Нас ведь в Советском Союзе пичкали бесконечными рассуждениями о Чайковском как «реалисте», хотя что это такое — реализм в музыке, толком никто объяснить не мог. Баланчин говорил по-русски точно и с изысканной простотой, но также и с неуловимым акцентом человека, покинувшего Россию пятьдесят семь лет тому назад, когда ему было двадцать, и с тех пор привыкшего изъясняться как минимум на трех языках. Он объяснял мне, что музыкальное мышление Чайковского сверхсовременно, ибо включает в себя стилизацию, иронию, тщательное конструирование материала… Я слушал как завороженный, подавая лишь кое-какие реплики.

Вдруг Баланчин прервал свой монолог словами: «Вот и напишите об этом». И, видя мое изумление, добавил: «О мастерстве Чайковского, для нашего фестивального альбома». Попрощавшись, он исчез в мясной лавке.
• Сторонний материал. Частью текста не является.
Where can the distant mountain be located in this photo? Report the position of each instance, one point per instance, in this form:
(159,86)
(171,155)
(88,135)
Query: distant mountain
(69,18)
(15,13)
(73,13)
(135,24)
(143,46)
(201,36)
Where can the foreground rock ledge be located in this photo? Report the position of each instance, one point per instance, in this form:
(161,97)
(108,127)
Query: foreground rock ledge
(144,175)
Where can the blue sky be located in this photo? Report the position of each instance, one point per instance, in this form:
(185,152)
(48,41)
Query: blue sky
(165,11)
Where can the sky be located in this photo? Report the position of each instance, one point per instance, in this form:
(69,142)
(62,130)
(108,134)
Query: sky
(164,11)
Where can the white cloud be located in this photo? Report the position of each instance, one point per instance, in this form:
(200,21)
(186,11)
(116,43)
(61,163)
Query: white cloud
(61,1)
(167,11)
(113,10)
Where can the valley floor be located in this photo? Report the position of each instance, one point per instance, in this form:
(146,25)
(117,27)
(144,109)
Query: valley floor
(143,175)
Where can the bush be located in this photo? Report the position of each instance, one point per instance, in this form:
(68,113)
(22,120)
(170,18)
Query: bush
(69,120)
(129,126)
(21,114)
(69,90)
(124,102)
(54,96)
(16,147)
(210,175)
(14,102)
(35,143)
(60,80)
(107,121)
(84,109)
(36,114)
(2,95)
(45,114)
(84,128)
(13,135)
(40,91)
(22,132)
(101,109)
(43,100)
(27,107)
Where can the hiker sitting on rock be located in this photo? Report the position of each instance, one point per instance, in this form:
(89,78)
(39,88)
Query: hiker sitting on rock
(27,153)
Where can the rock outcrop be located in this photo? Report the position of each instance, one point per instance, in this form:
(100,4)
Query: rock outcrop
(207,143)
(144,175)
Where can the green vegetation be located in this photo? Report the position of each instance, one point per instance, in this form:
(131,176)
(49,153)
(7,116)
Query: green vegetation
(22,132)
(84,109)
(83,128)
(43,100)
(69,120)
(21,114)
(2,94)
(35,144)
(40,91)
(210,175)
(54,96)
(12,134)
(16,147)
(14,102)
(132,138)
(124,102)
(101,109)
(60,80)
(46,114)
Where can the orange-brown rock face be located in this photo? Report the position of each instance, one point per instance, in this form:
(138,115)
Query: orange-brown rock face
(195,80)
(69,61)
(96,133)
Уже потом я узнал, что манера принимать быстрые решения — хотя бы и на улице, после краткого разговора, была типичной для Баланчина.

Эссе такое я написал, его опубликовали. Оттуда и протянулась ниточка к этой книге. Вообще-то Баланчин избегал давать длинные интервью, не любил рассказывать о себе. А мне хотелось его разговорить. Сначала родилась идея книги разговоров о Чайковском. Баланчин все еще колебался. Тогда я написал ему письмо, где доказывал, что такая книга откроет нового Чайковского и для взрослых, и для детей. О детях я упомянул неслучайно. Как всякий подлинный гений, Баланчин сохранил в своем мышлении много детского. В том числе нелюбовь к напыщенным рассуждениям. Он мог бы подписаться под иронической ремаркой Ахматовой: «Ох, не люблю я этих высоких слов — поэт, бильярд…» Он отмахивался от всех попыток втянуть его в заумные дискуссии. Но я, помнится, написал ему: «Надо рассказать о Чайковском детям Америки и Европы — о его жизни и музыке. Совсем простым языком, без выкрутасов, без фокусов. Чтобы заронить в них любовь к Чайковскому и музыке на всю жизнь. Такую книгу и взрослые будут читать с наслаждением и пользой». Через несколько дней мне позвонила секретарша Баланчина с кратким: «Он согласен».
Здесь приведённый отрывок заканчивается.